Ir à padaria antes do café da tarde sempre foi motivo de discórdia e debates intermináveis em casa. As irmãs se recusavam a ir, como se carregar uma sacola com pães quentes fosse um símbolo de decadência moral. Eu não tinha problema algum de ir até à esquina, mas reivindicava um revezamento nas tardes com futebol na TV.
Lá pelos idos de 2003, comecei a ter contato com futebol internacional. Mal havia dinheiro em casa para cada um de nós comer mais do que dois pães – aqui na Baixada Santista, chamamos média. TV por assinatura era um sonho distante, como hoje é o de crescer cabelos.
Começava a entender que a tal Liga dos Campeões era como a Libertadores dos europeus e esperava o pai chegar em casa para lhe atualizar dos resultados. Não haviam players, streamings e tudo mais que nos informa o tempo todo do que acontece do outro lado do mundo e comemorava a falta de algum professor para dar tempo de ver a partida.
Ainda estava de férias quando me deparei com o primeiro mata-mata europeu na TV de 29 polegadas da sala – na época, era das maiores.

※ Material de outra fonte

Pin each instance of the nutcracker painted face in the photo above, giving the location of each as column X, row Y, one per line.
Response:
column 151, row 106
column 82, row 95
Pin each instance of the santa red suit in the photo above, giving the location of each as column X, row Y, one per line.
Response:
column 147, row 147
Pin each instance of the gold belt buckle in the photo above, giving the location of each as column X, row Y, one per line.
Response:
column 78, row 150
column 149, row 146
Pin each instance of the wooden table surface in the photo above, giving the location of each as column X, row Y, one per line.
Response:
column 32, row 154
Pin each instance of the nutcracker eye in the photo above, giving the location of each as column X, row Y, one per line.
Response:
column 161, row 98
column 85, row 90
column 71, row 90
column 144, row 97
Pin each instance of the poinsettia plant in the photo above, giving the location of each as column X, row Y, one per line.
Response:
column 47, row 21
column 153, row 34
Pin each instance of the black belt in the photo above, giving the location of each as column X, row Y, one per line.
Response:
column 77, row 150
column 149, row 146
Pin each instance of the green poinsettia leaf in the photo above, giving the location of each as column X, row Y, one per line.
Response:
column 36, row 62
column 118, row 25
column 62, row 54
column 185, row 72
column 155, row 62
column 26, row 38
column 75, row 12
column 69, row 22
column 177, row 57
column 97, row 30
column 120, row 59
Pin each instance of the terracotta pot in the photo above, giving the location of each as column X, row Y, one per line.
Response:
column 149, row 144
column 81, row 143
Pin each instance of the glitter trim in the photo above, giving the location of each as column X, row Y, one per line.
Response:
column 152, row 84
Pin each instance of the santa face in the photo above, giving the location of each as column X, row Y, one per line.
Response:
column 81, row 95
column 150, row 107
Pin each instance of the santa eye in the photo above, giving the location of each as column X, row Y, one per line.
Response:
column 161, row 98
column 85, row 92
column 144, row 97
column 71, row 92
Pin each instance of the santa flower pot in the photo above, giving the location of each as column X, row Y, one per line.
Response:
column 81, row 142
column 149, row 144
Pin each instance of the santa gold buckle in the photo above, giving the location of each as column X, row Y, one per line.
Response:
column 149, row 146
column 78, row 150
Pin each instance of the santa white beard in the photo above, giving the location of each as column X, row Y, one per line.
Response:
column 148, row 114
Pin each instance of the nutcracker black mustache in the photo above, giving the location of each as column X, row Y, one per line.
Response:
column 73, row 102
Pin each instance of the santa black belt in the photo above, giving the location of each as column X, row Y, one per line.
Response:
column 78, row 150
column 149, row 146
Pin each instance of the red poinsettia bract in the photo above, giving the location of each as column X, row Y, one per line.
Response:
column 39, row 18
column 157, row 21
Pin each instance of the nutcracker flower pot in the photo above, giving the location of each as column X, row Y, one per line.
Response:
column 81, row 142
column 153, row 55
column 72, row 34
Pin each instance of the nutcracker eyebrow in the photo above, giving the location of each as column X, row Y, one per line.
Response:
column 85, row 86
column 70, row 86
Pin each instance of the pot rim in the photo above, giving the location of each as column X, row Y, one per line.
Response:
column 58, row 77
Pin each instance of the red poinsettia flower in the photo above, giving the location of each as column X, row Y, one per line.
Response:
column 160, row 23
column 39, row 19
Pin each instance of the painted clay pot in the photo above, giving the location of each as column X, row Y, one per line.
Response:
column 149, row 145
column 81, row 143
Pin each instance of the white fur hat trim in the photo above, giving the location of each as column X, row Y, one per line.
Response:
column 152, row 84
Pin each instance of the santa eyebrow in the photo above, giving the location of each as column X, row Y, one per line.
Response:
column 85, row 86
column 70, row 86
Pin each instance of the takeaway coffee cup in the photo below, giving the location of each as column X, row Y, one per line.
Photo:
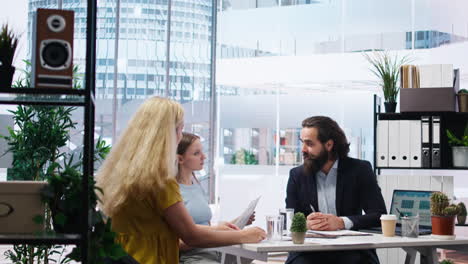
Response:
column 388, row 225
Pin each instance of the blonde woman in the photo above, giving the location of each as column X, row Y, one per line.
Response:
column 142, row 196
column 191, row 158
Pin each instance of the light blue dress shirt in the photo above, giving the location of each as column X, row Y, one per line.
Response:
column 326, row 193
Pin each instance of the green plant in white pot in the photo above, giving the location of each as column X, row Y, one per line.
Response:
column 443, row 216
column 298, row 228
column 387, row 69
column 459, row 148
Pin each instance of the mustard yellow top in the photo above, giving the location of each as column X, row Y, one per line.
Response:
column 142, row 230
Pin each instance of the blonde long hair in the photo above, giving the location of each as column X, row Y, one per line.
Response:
column 144, row 158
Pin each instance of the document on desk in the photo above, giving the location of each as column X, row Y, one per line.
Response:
column 242, row 220
column 339, row 233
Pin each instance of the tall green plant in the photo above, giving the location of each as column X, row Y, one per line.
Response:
column 37, row 147
column 461, row 209
column 440, row 205
column 387, row 69
column 8, row 45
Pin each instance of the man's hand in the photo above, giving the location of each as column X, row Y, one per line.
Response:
column 226, row 226
column 251, row 219
column 324, row 222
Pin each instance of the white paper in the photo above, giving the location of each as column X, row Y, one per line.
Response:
column 339, row 233
column 242, row 220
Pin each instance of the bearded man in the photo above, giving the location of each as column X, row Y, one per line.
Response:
column 333, row 190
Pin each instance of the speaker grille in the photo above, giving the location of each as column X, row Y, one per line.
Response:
column 55, row 54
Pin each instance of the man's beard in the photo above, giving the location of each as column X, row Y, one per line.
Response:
column 313, row 164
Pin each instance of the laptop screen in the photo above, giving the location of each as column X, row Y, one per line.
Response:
column 411, row 203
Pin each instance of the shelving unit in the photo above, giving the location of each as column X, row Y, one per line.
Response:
column 65, row 97
column 454, row 121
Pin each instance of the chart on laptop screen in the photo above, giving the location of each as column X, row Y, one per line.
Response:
column 411, row 203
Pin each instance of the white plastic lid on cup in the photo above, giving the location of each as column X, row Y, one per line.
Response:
column 388, row 217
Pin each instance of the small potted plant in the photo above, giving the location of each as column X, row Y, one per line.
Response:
column 459, row 148
column 8, row 44
column 298, row 228
column 447, row 261
column 462, row 96
column 442, row 216
column 387, row 69
column 461, row 217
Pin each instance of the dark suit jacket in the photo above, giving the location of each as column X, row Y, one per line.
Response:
column 356, row 190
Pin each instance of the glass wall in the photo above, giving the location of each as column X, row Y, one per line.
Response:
column 279, row 62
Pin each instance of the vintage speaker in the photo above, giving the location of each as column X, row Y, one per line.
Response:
column 52, row 49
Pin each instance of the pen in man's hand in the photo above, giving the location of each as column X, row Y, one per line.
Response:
column 312, row 208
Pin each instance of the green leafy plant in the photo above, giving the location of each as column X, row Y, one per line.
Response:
column 387, row 69
column 455, row 141
column 8, row 45
column 451, row 210
column 461, row 209
column 299, row 223
column 440, row 205
column 243, row 156
column 38, row 154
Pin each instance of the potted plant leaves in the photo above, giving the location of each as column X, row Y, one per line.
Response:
column 387, row 69
column 461, row 217
column 442, row 216
column 462, row 96
column 459, row 148
column 8, row 45
column 298, row 228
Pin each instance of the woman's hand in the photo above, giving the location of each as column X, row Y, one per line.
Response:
column 226, row 226
column 253, row 235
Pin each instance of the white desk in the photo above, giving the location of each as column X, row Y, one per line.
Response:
column 425, row 245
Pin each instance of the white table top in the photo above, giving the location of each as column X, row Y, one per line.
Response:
column 356, row 242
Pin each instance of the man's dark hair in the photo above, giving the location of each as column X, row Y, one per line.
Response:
column 328, row 129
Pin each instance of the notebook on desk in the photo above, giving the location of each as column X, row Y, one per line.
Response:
column 410, row 203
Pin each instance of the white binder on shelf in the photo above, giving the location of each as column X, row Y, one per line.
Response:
column 425, row 142
column 435, row 142
column 415, row 143
column 404, row 144
column 382, row 143
column 393, row 143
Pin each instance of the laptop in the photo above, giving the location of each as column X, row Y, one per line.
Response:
column 410, row 203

Não sei se pelo pagamento dos direitos de transmissão, mas eram constantes os merchandisings indicando um número qualquer de interatividade, no qual poderíamos enviar perguntas para o comentarista. Aquilo era muito novo para minha geração, que nem imaginava o que estava por vir na década seguinte.
Ter a graça de ser respondido nas suspeitas perguntas do internauta da Plim Plim não era coisa para mim, um suburbano que só conhecia o acesso a computadores na internet discada dos padrinhos ou na aula de informática da sala cheirando a mofo do colégio público.
Ali estava a oportunidade, pensava.
O narrador vomitava nome e sobrenome dos europeus e logo em seguida a tela era poluída mais uma vez pelo número ao qual o telespectador deveria recorrer para interagir com o comentarista. Começava a descobrir o que era a sedução da publicidade, sem pensar nas consequências.
Pedi à mãe que fosse à padaria por mim, afinal as férias também podiam ser de buscar os pães, não? E eram oitavas de final da Liga dos Campeões, que eu nem sabia como falar naquele nome oficial em inglês. E que não me perguntassem o que era UEFA, por favor!
Liguei uma vez: completou! Depois de uma mensagem automática, ia perguntar sobre o palpite do jogo. Não satisfeito, resolvi ler uma pergunta anotada em um papel qualquer, sobre algum meio de campo, estratégias, táticas. A mãe chegou, desliguei.
Pouco me importava o decorrer da partida, estava mais preocupado em acompanhar o letreiro embaixo da tela. Aparecia um “L” no canto direito e a expectativa era quebrada quando não era meu nome o que aparecia ali.
– Que pergunta idiota!
Minha mãe não sabia do que se tratava e o cheiro de café percorria a cozinha, passava pela sala e chegava no quarto em que as irmãs se recusavam a ver futebol, essa coisa chata.
O pai chegou, de bicicleta, sem tempo de ver um minuto dos acréscimos que fosse. Disse a ele o resultado e à noite vimos algum dos primeiros jogos de seu Santos na primeira Libertadores que acompanhei do início ao fim.
Lembro a volta para casa, semanas depois. Vez ou outra, passava na padaria depois da escola para evitar discussões com um final já conhecido por mim. A mãe segurava em uma das mãos a conta de telefone: 60 reais em duas ligações para um mesmo número de outro DDD. Os pães quase caíram no chão e a boca balbuciava parcas palavras de improviso. Não convenceria o mais ingênuo dos santos. O medo mesmo foi ao ver a cinta na outra mão.
Dia desses, assistia a algum desses campeonatos europeus em um dos tantos canais esportivos da TV fechada. Não haveria motivos para surra, a mãe acompanhava comigo no sofá da sala. Além disso, já posso interagir pelo celular, sem ninguém saber, com retorno mais rápido do que naquela época.
Até hoje não lembro o que perguntei ao comentarista, hoje apresentador (daqueles bem chatos, amantes de polêmicas vazias e odiado por muita gente). Mas, nem me importo com a resposta.